Investigatory Powers Act Objections (The Snooper’s Charter)
Suggested new updates to the Investigatory Powers Act (IPA) 2016 (sometimes called the ‘Snooper’s Charter’) have also come under attack from tech firms, not least Apple. For example, the government wants messaging services, e.g. WhatsApp, to clear security features with the Home Office before releasing them to customers. The update to the IPA would mean that the UK’s Home Office could demand, with immediate effect, that security features are disabled, without telling the users/the public. Currently, a review process with independent oversight (with the option of appeal by the tech company) is needed before any such action could happen.
The response from tech companies has been and swift and negative, with Apple threatening to remove FaceTime and iMessage from the UK if the planned update to the Act goes ahead.
Concerns about granting the government the power to secretly remove security features from messaging app services include:
– It could allow government surveillance of users’ devices by default.
– It could reduce security for users, seriously affect their privacy and freedom of speech, and could be exploited by adversaries, whether they are criminal or political.

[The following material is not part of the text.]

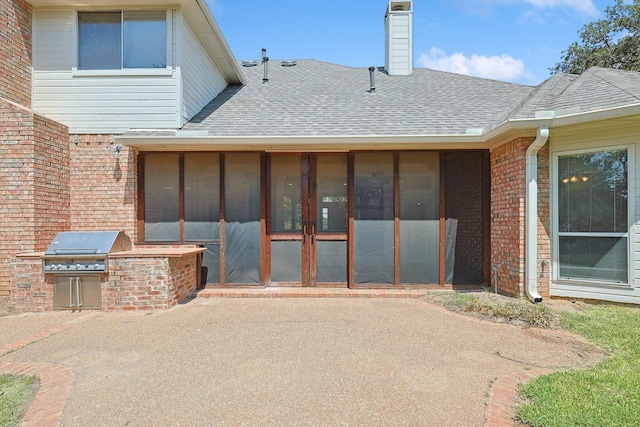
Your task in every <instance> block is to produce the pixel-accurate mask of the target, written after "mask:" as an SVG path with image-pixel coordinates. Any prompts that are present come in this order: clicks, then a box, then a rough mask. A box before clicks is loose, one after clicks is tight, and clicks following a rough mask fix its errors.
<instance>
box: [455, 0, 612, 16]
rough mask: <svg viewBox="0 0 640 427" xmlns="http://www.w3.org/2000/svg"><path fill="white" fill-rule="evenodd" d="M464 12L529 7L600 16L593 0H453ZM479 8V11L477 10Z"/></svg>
mask: <svg viewBox="0 0 640 427" xmlns="http://www.w3.org/2000/svg"><path fill="white" fill-rule="evenodd" d="M455 1H456V3H458V5H459V6H461V7H462V8H463V9H464V10H469V11H471V10H475V11H478V10H480V11H485V12H486V11H487V10H488V9H489V8H492V7H493V6H508V5H522V4H525V5H529V6H531V7H534V8H536V9H558V8H561V9H569V10H573V11H575V12H578V13H579V14H581V15H585V16H591V17H596V16H598V15H599V14H600V12H599V11H598V9H597V8H596V6H595V4H594V3H593V0H455ZM478 8H479V9H478Z"/></svg>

– Building backdoors into encrypted apps essentially means there is no longer end-to-end encryption.
Apple’s specific response to the proposed updates/amendments (which will be subject to an eight-week consultation anyway) is that:
– It refuses to make changes to security features specifically for one country that would weaken a product for all users globally.
– Some of the changes would require issuing a software update, which users would have to be told about, thereby stopping changes from being made secretly.
– The proposed amendments threaten security and information privacy and would affect people outside the UK.
What Does This Mean For Your Business?
There’s broad agreement about the aims of UK’s Online Safety Bill and IPA in terms of wanting to tackle child abuse, keep people safe, and even making tech companies take more responsibility and measures to improve safety. However, these are global tech companies where UK users represent only a small part of their total user base, and ideas like building in back doors into secure apps, running government approved scanning of user content and using reports written by consultants/political appointees to support scanning all go against ideas of privacy, one of key features of apps like WhatsApp.
Allowing governments access into apps and granting them powers to turn off security ‘as and when’ raise issues and suspicions about free speech, government monitoring and surveillance, legal difficulties, and more. In short, even though the UK government want to press ahead with the new laws and amendments there is still a long way to go before there is any real agreement with the tech companies. In fact, it looks likely that they won’t comply and some, like WhatsApp have simply said they’ll pull out of the UK market, which could be very troublesome for UK businesses, charities, groups and individuals.
The tech companies also have a point in that it seems unreasonable to expect them to alter their services just for one country in a way that could negatively affect their users in other countries. As some critics have pointed out, if the UK wants to be a leading player on the global tech stage, alienating the big tech companies may not be the best way to go about it. It seems that a lot more talking and time will be needed to get anywhere near real-world workable laws and, at the moment, with the UK government being seen by many as straying into areas that are alarming rights groups, some tech companies are suggesting the government ditch their new laws and start again.
Expect continued strong resistance from tech companies going forward if the UK government doesn’t slow down or re-think many aspects of these new laws – watch this space.